What we did is called the 402 mod.....it's a recalibration procedure for the ride height on the allroad. The measurement from the wheel center to the edge of the fender is 402mm when in level 2 and during the procedure you are supposed to measure this and tell the car via vagcom what the "actual" value is and it will adjust the vehicle ride height to be 402mm.......so if you are still following my crappy explanation what we did was tell the car that that "actual measurement" is 412 when it is actually 402 like it is supposed to be. The car will say "oh ok I thought I was at 402 but I'm at 412 so I'll lower the ride height 10mm"
understand?


----------



## osrf (Jan 15, 2007)

*Re: (diive4sho)*

Thanks for the layman's explanation *diive4sho*, it was actually quite easy to follow.








Now with that being said. I'm surprised that the ride being that much lower, and with 19's, why no damage to the air suspension bags?


----------



## diive4sho (Feb 7, 2004)

*Re: (osrf)*

tick tock tick tock


----------



## osrf (Jan 15, 2007)

By that do you mean it's just a matter of time?


----------



## diive4sho (Feb 7, 2004)

*Re: (osrf)*

yes eventually they all have their time


----------



## AHarmes5 (Apr 18, 2003)

does anyone have information on the life expentancy of the factory suspension? I guess every car is different, but is there any type of average on when owners encountered major issues?
and also, is there anyone out there running a coilover conversion on their Allroad??


----------



## diive4sho (Feb 7, 2004)

*Re: (AHarmes5)*


_Quote, originally posted by *AHarmes5* »_
and also, is there anyone out there running a coilover conversion on their Allroad??

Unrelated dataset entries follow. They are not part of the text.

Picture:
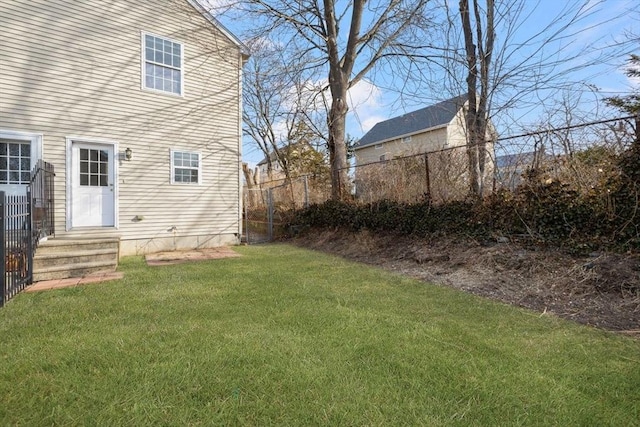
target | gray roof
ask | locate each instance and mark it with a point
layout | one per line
(436, 115)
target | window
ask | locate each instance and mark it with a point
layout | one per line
(162, 67)
(94, 167)
(15, 162)
(185, 167)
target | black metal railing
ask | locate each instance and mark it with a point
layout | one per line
(42, 200)
(16, 248)
(24, 220)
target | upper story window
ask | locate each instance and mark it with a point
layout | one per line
(185, 167)
(163, 64)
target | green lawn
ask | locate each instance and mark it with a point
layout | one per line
(285, 336)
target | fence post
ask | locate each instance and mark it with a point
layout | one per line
(270, 213)
(428, 178)
(3, 248)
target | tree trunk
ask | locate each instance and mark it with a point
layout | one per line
(337, 147)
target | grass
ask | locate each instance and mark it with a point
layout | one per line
(285, 336)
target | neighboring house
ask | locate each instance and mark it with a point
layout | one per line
(137, 104)
(439, 130)
(428, 129)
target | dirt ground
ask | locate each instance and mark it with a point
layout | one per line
(601, 289)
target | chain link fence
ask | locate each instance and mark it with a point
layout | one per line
(581, 156)
(268, 208)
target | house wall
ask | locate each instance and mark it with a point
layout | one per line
(73, 69)
(420, 143)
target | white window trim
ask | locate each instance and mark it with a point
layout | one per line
(35, 139)
(172, 151)
(143, 62)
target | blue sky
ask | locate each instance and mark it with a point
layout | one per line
(605, 22)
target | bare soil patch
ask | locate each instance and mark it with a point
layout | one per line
(179, 257)
(601, 290)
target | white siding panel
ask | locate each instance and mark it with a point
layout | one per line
(73, 69)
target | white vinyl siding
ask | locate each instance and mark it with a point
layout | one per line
(60, 79)
(162, 64)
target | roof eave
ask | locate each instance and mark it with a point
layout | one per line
(244, 50)
(383, 141)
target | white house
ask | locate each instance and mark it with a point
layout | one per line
(137, 104)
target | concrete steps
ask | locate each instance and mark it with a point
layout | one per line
(66, 258)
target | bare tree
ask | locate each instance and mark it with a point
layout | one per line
(278, 103)
(479, 43)
(509, 67)
(344, 41)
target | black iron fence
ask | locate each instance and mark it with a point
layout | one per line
(42, 200)
(25, 219)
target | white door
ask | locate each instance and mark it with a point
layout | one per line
(92, 181)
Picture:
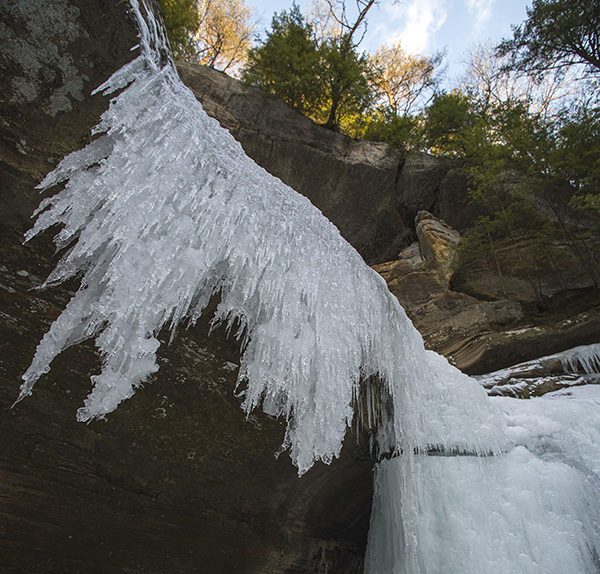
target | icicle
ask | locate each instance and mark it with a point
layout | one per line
(164, 210)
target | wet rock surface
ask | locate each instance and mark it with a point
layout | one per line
(478, 332)
(176, 480)
(352, 182)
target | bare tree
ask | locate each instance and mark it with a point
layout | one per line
(404, 81)
(490, 83)
(224, 33)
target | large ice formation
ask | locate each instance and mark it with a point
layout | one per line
(163, 211)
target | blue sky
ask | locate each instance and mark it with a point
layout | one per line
(427, 26)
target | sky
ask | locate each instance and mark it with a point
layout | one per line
(427, 26)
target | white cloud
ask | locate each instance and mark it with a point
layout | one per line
(413, 22)
(481, 10)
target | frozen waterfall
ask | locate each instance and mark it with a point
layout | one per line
(163, 211)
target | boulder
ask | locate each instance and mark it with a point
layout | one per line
(419, 183)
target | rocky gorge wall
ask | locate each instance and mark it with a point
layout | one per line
(397, 212)
(177, 480)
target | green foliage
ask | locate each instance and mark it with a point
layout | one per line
(287, 62)
(326, 80)
(556, 34)
(345, 76)
(405, 133)
(449, 122)
(181, 21)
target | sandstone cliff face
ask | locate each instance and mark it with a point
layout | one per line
(477, 328)
(352, 182)
(177, 480)
(462, 308)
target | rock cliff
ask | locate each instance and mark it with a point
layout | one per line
(463, 309)
(177, 480)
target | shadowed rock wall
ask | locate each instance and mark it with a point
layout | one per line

yes...more than a few....check out two bennett they have it on their website.


----------



## diive4sho (Feb 7, 2004)

*Re: (diive4sho)*

http://www.2bennett.com/body_allroad.html


----------



## AHarmes5 (Apr 18, 2003)

wow, some good info on that link. air ride replacement AND a/t rebuilds http://****************.com/smile/emthup.gif


----------



## diive4sho (Feb 7, 2004)

*Re: (AHarmes5)*

yes they are a very reputable audi shop.....they do some great work


----------